Condos and the future: mitigating risks and ensuring long-term sustainability

For many Canadians, owning a condo is one of the most significant investments of their lives. However, the longevity of condo infrastructure in Canada is threatened by various risks that require more attention. To address this issue, the CIA has released a new insight statement that provides valuable information and recommendations for safeguarding this important investment.

Longevity of Condo Infrastructure emphasizes the importance of repairing, replacing and renewing common elements such as roofs, pools, elevators and parking lots within condo buildings, as well as having sound reserve funds. The authors of the statement, Henry Chio, FCIA, Jean-Sébastien Côté, FCIA, and John Nguyen, stress that owning a condo is a significant life investment for many Canadians, and it’s crucial that all stakeholders understand the value of this asset and its associated risks.

“By working together and taking proactive steps, we can ensure the longevity of Canada’s condominium infrastructure.”

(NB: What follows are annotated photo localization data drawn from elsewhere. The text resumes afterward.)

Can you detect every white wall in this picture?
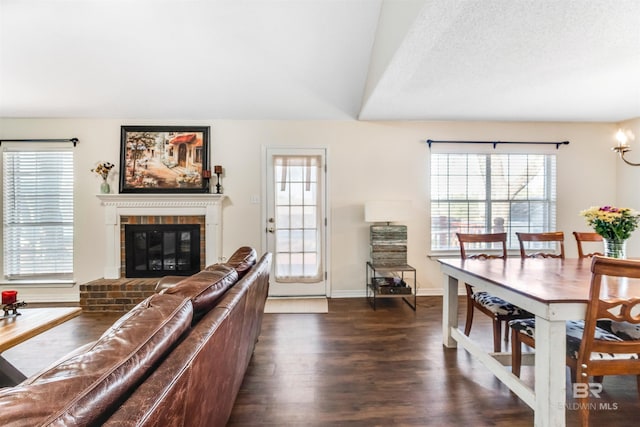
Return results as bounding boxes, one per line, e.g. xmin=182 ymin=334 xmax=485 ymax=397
xmin=0 ymin=118 xmax=625 ymax=301
xmin=616 ymin=117 xmax=640 ymax=256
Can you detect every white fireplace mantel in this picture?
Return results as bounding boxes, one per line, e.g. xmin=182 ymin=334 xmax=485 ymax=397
xmin=97 ymin=194 xmax=226 ymax=279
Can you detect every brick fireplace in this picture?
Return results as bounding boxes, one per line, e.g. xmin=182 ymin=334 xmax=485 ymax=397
xmin=97 ymin=194 xmax=225 ymax=279
xmin=82 ymin=194 xmax=225 ymax=311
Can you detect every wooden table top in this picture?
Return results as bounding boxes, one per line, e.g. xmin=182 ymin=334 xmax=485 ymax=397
xmin=0 ymin=307 xmax=82 ymax=353
xmin=439 ymin=257 xmax=640 ymax=304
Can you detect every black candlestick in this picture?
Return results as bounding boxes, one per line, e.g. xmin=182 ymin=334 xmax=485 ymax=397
xmin=215 ymin=172 xmax=222 ymax=194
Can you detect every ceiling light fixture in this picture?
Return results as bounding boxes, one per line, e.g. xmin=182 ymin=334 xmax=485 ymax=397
xmin=611 ymin=129 xmax=640 ymax=166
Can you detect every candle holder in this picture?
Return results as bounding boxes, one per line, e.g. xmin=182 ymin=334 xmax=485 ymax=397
xmin=214 ymin=165 xmax=223 ymax=194
xmin=215 ymin=172 xmax=223 ymax=194
xmin=202 ymin=170 xmax=212 ymax=191
xmin=2 ymin=301 xmax=27 ymax=317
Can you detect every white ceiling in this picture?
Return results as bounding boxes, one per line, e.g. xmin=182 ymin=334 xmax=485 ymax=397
xmin=1 ymin=0 xmax=639 ymax=122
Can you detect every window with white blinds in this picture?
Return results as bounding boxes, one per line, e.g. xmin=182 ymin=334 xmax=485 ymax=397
xmin=2 ymin=149 xmax=74 ymax=280
xmin=431 ymin=153 xmax=556 ymax=251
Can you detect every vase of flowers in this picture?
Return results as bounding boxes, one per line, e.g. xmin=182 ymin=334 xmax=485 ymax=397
xmin=603 ymin=238 xmax=627 ymax=259
xmin=91 ymin=162 xmax=115 ymax=194
xmin=580 ymin=205 xmax=640 ymax=259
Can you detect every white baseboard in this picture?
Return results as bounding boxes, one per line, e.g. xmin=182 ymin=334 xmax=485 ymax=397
xmin=330 ymin=288 xmax=466 ymax=298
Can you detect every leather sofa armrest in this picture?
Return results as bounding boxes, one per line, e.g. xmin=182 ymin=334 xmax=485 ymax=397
xmin=155 ymin=276 xmax=186 ymax=293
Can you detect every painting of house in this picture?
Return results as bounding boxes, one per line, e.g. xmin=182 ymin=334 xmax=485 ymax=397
xmin=120 ymin=127 xmax=208 ymax=192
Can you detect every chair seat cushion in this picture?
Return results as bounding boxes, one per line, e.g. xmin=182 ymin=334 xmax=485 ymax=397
xmin=509 ymin=318 xmax=637 ymax=360
xmin=596 ymin=319 xmax=640 ymax=341
xmin=472 ymin=291 xmax=530 ymax=316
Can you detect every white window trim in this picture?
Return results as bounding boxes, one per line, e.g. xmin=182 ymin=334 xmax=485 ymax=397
xmin=2 ymin=142 xmax=75 ymax=282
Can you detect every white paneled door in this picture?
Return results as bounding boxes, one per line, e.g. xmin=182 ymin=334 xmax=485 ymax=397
xmin=265 ymin=148 xmax=327 ymax=296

– Jean-Sébastien Côté, FCIA

The statement also highlights the need for a broader education system to keep boards and condo owners up to date on requirements related to insurance, legislation, finance and other relevant issues. This is particularly crucial since these risks cannot be faced individually.

“Condo owners need to understand that this type of investment involves sharing risks with others beyond their own unit.”

– Henry Chio, FCIA

In addition, the statement outlines specific risks and recommendations related to climate change impacts on properties, financial management by condo boards and interest rates and inflation. It further emphasizes the need for stronger government intervention to guide proper estimation of the future costs of maintaining and repairing condo infrastructure as it ages.

These recommendations are not limited to condos and can be broadly applied to public infrastructure such as public buildings, roads, bridges and waterworks maintained by all levels of government. Therefore, it’s important for everyone to understand the risks associated with condos and properly forecast and mitigate them.

The authors encourage condo owners to be proactive in learning about the financial health of their condo association, getting to know their condo community and engaging with their board. By working together and taking proactive steps, stakeholders can ensure the longevity of Canada’s condominium infrastructure.

“Ultimately, condo owners, buyers, governments, municipalities, condo managers, board members and other stakeholders should better understand the risks associated with condos and properly forecast and mitigate them.”

– John Nguyen

The statement serves as a valuable resource for anyone interested in owning a condo in Canada or maintaining public infrastructure. The authors joined the Seeing Beyond Risk podcast as guests to provide further insights into the results behind the statement, additional background information and more.

This new release draws heavily on an earlier research paper by Jean-Sébastien Côté and Jon Juffs which explores the Canadian condominium industry through an actuarial lens. This research paper reviewed condo reserve funds set aside for paying the future repair and replacement costs of common elements shared among condo owners in a building.